The benchmark for operational adequacy on 24-hour thermal demand forecasts is MAPE below 8%. This figure comes from the load forecasting literature on commercial building short-term forecasting — it's the threshold at which pre-cooling windows generated from the forecast consistently produce better outcomes than fixed schedules in the peer-reviewed evidence base, including work from Lawrence Berkeley National Laboratory's building energy research program.

Heatvelo's validation methodology uses time-series cross-validation: the model is trained on 80% of historical building data, tested on the remaining 20% in temporal order (no look-ahead), and MAPE is calculated building-type by building-type. We share per-building backtest results with operators before live forecasting begins.

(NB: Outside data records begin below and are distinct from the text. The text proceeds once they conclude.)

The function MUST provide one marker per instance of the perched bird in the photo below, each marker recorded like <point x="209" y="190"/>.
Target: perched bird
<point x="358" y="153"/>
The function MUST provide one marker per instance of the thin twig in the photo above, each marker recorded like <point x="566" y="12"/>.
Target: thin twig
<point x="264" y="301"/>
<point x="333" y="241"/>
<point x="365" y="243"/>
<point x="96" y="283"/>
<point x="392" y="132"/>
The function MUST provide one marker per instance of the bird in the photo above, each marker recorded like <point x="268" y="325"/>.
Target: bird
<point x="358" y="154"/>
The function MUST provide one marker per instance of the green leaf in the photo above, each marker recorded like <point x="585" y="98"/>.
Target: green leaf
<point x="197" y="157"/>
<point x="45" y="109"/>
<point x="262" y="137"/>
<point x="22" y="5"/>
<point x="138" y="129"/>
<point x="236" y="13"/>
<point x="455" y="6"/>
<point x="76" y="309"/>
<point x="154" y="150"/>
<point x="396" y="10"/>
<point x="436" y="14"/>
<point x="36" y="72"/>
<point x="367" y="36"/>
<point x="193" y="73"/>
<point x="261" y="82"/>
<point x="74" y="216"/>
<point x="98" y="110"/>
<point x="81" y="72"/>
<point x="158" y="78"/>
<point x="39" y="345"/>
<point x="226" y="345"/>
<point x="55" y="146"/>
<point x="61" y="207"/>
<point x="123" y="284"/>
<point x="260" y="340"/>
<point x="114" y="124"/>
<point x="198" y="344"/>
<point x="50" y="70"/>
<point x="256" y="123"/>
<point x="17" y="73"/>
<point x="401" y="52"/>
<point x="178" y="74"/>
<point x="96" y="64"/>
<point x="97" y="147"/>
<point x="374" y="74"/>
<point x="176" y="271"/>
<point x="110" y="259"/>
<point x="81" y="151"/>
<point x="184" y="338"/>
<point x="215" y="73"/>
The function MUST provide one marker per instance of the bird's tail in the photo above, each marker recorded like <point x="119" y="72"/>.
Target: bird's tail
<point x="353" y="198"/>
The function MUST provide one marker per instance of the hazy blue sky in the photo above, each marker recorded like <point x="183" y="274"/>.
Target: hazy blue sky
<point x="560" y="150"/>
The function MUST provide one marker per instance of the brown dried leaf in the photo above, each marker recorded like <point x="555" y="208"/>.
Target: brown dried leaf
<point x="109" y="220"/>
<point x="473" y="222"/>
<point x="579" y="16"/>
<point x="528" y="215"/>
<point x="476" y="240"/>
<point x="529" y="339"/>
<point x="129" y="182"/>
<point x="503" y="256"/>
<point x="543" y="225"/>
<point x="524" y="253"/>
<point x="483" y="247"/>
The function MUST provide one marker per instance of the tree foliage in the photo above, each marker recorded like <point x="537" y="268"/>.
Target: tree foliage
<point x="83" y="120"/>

One important qualification: MAPE performance is building-specific, not universal. Buildings with stable occupancy patterns and high-quality BMS historian data consistently reach or beat the 8% threshold. Buildings with erratic occupancy, low sensor coverage, or BMS historians with significant data gaps produce higher MAPE figures — and we tell operators this during backtest, rather than discovering it during the live pilot.

The Practical Argument

There is a version of this argument that requires no reference to MAPE, thermal mass time constants, or TOU tariff mechanics. It goes like this:

A fixed setback schedule sets the pre-cooling window to the same time every weekday, regardless of what the weather will be or how many people will be in the building. A 72-hour thermal forecast sets the pre-cooling window based on what the weather will actually be and how many people are actually expected. The first approach ignores available information. The second uses it.

For buildings where demand charges represent 20–35% of total utility spend — which describes most commercial office, retail, and mixed-use properties on commercial TOU tariffs — the economic case for using available information is straightforward. The data to do it is already being collected. The BMS historian has it. The weather API has it. The occupancy access control logs have it. What's been missing is the model that combines those three inputs into a forward demand curve and translates that curve into staging windows a facilities manager can act on. That's the gap Heatvelo was built to close.